# Quick Look: Tina Guo Infinite Bow (1.4) by Cinesamples



## donbodin (Oct 22, 2020)

Cinesamples has released a FREE update to Tina Guo Acoustic Cello. Version 1.4 of the Kontakt Player sample library comes with Cinesmplaes well known "Infinite Bow" articulations. In this quick look we have a listen to the new addition to this fan-favorite library.



All Tina Guo sample libraries by Cinesamples are currently on a 33% Off Discount during the developers Fall Sale
For all details visit Cinesamples: https://bit.ly/2GYuS3f


----------



## SlHarder (Oct 22, 2020)

Any hint of the "clicking" issue this poster and I have noted?

Just had a quick play with the update - anyone else getting clicks at the (infinite) loop points on some of the notes? Most noticeable one is on the highest Eb

Edit: And the highest F

Edit again: It seems to be on a lot of the notes actually, but only when they don't start with a legato transition. Going from F to Eb then hitting the infinite loop switch doesn't have pops, but just playing the Eb with the infinite loop does have pops. Anyone else able to replicate this?





__





Tina Guo Acoustic Cello Legato update is available.
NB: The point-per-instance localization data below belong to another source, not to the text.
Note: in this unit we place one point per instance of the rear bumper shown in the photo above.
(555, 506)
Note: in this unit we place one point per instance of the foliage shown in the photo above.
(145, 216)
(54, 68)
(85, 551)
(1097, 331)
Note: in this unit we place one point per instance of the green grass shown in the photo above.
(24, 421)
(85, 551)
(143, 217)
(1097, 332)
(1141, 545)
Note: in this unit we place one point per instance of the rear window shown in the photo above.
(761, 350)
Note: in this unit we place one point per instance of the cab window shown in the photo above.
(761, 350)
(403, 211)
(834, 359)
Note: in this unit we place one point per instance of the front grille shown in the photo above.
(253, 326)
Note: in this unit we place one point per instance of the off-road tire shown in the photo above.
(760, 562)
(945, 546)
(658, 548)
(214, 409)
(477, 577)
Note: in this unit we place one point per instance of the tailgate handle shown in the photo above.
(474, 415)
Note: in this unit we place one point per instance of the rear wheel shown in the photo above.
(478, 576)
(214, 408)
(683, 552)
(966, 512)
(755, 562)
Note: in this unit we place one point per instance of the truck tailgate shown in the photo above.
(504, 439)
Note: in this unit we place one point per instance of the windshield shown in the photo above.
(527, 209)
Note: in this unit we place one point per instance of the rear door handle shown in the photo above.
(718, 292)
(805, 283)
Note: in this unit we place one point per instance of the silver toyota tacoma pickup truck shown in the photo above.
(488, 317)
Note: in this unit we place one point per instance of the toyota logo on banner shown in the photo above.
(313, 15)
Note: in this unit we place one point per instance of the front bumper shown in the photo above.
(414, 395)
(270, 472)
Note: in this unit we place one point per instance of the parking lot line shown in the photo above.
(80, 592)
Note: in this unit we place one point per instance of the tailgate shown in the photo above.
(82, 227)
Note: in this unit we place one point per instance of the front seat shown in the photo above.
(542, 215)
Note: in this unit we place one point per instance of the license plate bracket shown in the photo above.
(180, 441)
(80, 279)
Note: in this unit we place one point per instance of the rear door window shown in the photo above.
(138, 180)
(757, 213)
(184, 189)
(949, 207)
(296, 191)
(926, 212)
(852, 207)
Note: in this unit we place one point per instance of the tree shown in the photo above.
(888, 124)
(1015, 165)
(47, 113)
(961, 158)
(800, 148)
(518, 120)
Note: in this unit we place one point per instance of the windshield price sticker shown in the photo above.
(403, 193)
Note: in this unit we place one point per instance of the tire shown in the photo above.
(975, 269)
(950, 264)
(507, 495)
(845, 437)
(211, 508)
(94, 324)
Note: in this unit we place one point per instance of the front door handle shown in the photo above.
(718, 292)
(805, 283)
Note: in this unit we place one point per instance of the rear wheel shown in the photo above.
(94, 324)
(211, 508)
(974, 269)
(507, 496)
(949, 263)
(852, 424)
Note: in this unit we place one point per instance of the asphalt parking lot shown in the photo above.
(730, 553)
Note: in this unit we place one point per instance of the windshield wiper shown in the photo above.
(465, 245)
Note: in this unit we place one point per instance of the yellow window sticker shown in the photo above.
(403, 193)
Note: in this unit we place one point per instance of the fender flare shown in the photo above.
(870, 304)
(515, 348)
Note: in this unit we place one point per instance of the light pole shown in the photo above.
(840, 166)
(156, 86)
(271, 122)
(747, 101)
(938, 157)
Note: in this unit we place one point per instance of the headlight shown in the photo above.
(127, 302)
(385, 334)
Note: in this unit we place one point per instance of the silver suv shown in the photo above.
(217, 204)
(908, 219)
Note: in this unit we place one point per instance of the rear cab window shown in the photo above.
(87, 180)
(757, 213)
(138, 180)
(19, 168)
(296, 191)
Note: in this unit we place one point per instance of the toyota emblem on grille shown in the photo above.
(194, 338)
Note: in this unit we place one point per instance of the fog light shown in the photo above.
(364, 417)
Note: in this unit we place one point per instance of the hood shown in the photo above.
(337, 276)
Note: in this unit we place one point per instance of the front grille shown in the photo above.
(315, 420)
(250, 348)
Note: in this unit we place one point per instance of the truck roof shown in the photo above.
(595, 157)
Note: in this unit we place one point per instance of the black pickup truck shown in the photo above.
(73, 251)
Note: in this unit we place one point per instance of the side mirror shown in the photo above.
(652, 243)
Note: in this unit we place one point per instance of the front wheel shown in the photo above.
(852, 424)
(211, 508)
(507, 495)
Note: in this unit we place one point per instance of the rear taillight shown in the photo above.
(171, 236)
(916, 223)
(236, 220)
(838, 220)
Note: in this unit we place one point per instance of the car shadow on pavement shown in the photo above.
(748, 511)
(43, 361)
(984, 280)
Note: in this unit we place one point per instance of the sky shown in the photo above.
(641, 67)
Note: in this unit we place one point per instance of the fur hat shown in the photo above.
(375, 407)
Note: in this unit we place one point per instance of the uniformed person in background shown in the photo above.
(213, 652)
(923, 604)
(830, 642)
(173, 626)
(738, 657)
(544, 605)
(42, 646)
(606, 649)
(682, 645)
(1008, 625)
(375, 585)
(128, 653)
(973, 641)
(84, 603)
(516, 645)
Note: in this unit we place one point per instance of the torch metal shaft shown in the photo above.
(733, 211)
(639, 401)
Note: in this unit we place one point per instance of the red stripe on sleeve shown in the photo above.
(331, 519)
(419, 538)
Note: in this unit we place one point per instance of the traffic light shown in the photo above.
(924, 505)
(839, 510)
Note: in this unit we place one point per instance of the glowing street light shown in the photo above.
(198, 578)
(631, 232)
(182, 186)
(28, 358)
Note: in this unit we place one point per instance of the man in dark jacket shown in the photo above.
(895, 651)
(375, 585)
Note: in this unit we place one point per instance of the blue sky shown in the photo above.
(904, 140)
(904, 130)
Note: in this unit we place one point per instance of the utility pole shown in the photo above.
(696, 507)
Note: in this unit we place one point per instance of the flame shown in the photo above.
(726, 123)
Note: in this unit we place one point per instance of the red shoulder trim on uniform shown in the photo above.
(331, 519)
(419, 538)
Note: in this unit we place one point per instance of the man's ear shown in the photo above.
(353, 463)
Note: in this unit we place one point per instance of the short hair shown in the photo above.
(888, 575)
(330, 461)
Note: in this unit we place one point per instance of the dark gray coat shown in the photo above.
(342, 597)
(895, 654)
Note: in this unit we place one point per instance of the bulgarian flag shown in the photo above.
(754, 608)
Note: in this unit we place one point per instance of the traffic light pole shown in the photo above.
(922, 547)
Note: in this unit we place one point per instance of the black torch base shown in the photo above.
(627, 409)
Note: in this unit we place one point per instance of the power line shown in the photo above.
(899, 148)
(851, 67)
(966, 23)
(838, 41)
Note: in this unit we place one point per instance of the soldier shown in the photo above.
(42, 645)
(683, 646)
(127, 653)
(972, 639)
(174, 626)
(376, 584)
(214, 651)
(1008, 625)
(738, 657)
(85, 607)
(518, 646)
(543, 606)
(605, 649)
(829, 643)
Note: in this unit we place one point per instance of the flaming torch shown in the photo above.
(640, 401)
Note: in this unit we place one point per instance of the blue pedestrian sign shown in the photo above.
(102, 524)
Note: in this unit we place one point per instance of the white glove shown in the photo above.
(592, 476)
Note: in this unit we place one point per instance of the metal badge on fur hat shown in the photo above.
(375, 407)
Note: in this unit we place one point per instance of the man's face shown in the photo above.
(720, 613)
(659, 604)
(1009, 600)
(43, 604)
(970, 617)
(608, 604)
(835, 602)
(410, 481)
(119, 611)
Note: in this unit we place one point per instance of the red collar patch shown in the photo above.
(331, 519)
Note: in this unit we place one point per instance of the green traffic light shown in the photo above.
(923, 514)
Use the Connect exe. now, it puts everything in a folder for you. Install in Native Access, add serial, but reboot host.




vi-control.net


----------



## jcrosby (Oct 23, 2020)

SlHarder said:


> Any hint of the "clicking" issue this poster and I have noted?
> 
> Just had a quick play with the update - anyone else getting clicks at the (infinite) loop points on some of the notes? Most noticeable one is on the highest Eb
> 
> ...


Funny, I haven't downloaded the update yet but I thought I could hear that in this video... Not to mention the loop points are noticeable in general.


----------



## SlHarder (Oct 23, 2020)

Leaving aside the click issue, I find the loop points for Tina infinite bow to be no more noticeable than the other variations one hears when closely listening to a sampled string instrument long bowing. This infinite bow is on par with the infinite in other CS Tina libraries and certainly useful when you need just another beat before a rebow in a slow tempo. And admittedly CS are attempting to create what a real string player could not.


----------



## X-Bassist (Oct 27, 2020)

Just downloaded this from my products on Cinesamples website. There is an nkr and nkc but no nki's. What's up with that? Don't I need an nki to get the 1.4 instrument?


----------



## Rob Elliott (Oct 27, 2020)

Wonderful to have the infinite bow. Now more than ever I wish they would have captured her GREAT tone in a smaller room SO I CAN shape the mix - project dependent!!! Half the things I'd like to use this one on I cannot - because large space Tina was recorded in (that is baked into the samples) :(


----------



## dadadave (Nov 28, 2020)

Does anyone else run into issues when trying to update this? I received a continuata connect link from the vendor where I bought it (Time+Space), downloaded and installed it to replace the old version, now kontakt doesn't load it properly (says Demo, has garbled instrument UI) or expects me to activate it (when in fact it's already activated in Native Access)...


----------